Preconditioning correction equations in Jacobi--Davidson type methods for computing partial singular value decompositions of large matrices
Jinzhi Huang, Zhongxiao Jia
TL;DR
This paper analyzes the convergence of MINRES for correction equations in Jacobi–Davidson type SVD computations and introduces an inner preconditioning strategy that leverages current approximate left/right singular vectors to construct a preconditioned, symmetry-preserving correction equation. The resulting inner preconditioned JDSVD (IPJDSVD) method accelerates inner solves without sacrificing outer convergence and is complemented by a thick-restart variant with deflation and purgation to efficiently compute multiple singular triplets. The authors provide convergence results showing faster MINRES convergence when cluster information near the target $\tau$ is exploited, and they develop a practical selection strategy to form the preconditioned equation adaptively. Numerical experiments demonstrate substantial reductions in matrix-vector products and CPU time compared with JDSVD, and reveal IPJDSVD_HYBRID to be competitive with, and often superior to, PRIMME_SVDS, especially for computing the smallest singular triplets.
Abstract
In a Jacobi--Davidson (JD) type method for singular value decomposition (SVD) problems, called JDSVD, a large symmetric and generally indefinite correction equation is solved iteratively at each outer iteration, which constitutes the inner iterations and dominates the overall efficiency of JDSVD. In this paper, a convergence analysis is made on the minimal residual (MINRES) method for the correction equation.
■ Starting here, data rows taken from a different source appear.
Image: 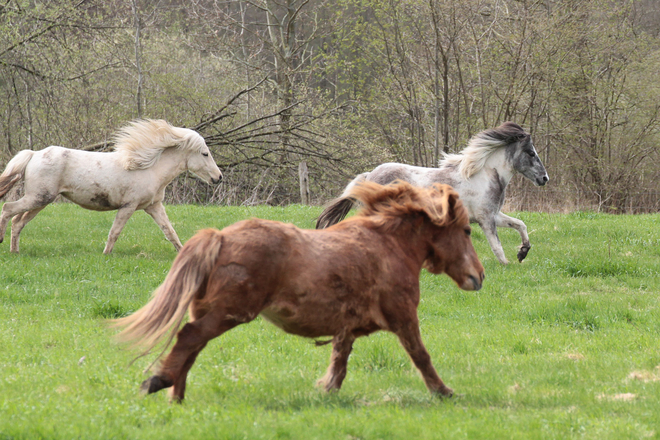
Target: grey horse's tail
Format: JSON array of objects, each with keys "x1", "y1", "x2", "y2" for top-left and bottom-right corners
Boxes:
[
  {"x1": 316, "y1": 173, "x2": 369, "y2": 229},
  {"x1": 0, "y1": 150, "x2": 34, "y2": 197}
]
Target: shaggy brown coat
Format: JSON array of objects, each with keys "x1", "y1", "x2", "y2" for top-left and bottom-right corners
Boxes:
[{"x1": 115, "y1": 182, "x2": 484, "y2": 401}]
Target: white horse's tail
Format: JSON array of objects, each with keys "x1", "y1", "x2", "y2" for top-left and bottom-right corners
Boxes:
[
  {"x1": 316, "y1": 173, "x2": 369, "y2": 229},
  {"x1": 0, "y1": 150, "x2": 34, "y2": 197}
]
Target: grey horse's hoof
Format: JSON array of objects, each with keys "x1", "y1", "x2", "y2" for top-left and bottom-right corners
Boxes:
[{"x1": 518, "y1": 246, "x2": 531, "y2": 263}]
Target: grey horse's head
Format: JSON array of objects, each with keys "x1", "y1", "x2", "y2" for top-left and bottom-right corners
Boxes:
[{"x1": 492, "y1": 122, "x2": 550, "y2": 186}]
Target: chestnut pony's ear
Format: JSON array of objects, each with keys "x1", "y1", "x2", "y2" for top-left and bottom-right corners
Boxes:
[{"x1": 422, "y1": 183, "x2": 465, "y2": 226}]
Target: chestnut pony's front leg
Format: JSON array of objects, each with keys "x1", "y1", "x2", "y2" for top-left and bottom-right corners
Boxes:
[
  {"x1": 395, "y1": 322, "x2": 454, "y2": 397},
  {"x1": 316, "y1": 334, "x2": 355, "y2": 391}
]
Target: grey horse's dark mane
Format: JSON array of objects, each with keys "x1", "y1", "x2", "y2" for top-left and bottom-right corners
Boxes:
[{"x1": 440, "y1": 122, "x2": 529, "y2": 179}]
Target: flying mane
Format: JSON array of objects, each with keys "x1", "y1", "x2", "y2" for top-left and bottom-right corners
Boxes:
[
  {"x1": 440, "y1": 122, "x2": 529, "y2": 179},
  {"x1": 113, "y1": 119, "x2": 204, "y2": 171},
  {"x1": 342, "y1": 180, "x2": 468, "y2": 229}
]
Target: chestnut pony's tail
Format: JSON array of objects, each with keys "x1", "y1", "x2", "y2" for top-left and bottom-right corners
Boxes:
[
  {"x1": 111, "y1": 229, "x2": 222, "y2": 357},
  {"x1": 0, "y1": 150, "x2": 34, "y2": 197}
]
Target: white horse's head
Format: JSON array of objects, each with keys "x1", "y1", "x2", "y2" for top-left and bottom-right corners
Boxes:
[{"x1": 181, "y1": 129, "x2": 222, "y2": 184}]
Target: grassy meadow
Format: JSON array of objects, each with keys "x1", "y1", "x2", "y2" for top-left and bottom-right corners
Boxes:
[{"x1": 0, "y1": 204, "x2": 660, "y2": 440}]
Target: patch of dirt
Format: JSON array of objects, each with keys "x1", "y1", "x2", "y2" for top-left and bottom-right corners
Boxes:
[
  {"x1": 596, "y1": 393, "x2": 637, "y2": 402},
  {"x1": 627, "y1": 365, "x2": 660, "y2": 382},
  {"x1": 566, "y1": 353, "x2": 584, "y2": 361}
]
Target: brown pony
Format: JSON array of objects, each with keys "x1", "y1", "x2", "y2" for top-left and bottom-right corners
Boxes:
[{"x1": 114, "y1": 182, "x2": 484, "y2": 401}]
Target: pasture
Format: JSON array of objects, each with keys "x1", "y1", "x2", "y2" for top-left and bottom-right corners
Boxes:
[{"x1": 0, "y1": 204, "x2": 660, "y2": 440}]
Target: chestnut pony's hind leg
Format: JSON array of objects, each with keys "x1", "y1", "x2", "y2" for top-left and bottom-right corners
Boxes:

Motivated by the results obtained, at each outer iteration a new correction equation is derived that extracts useful information from current subspaces to construct effective preconditioners for the correction equation and is proven to retain the same convergence of outer iterations of JDSVD.The resulting method is called inner preconditioned JDSVD (IPJDSVD) method; it is also a new JDSVD method, and any viable preconditioner for the correction equations in JDSVD is straightforwardly applicable to those in IPJDSVD. Convergence results show that MINRES for the new correction equation can converge much faster when there is a cluster of singular values closest to a given target. A new thick-restart IPJDSVD algorithm with deflation and purgation is proposed that simultaneously accelerates the outer and inner convergence of the standard thick-restart JDSVD and computes several singular triplets. Numerical experiments justify the theory and illustrate the considerable superiority of IPJDSVD to JDSVD, and demonstrate that a similar two-stage IPJDSVD algorithm substantially outperforms the most advanced PRIMME\_SVDS software nowadays for computing the smallest singular triplets.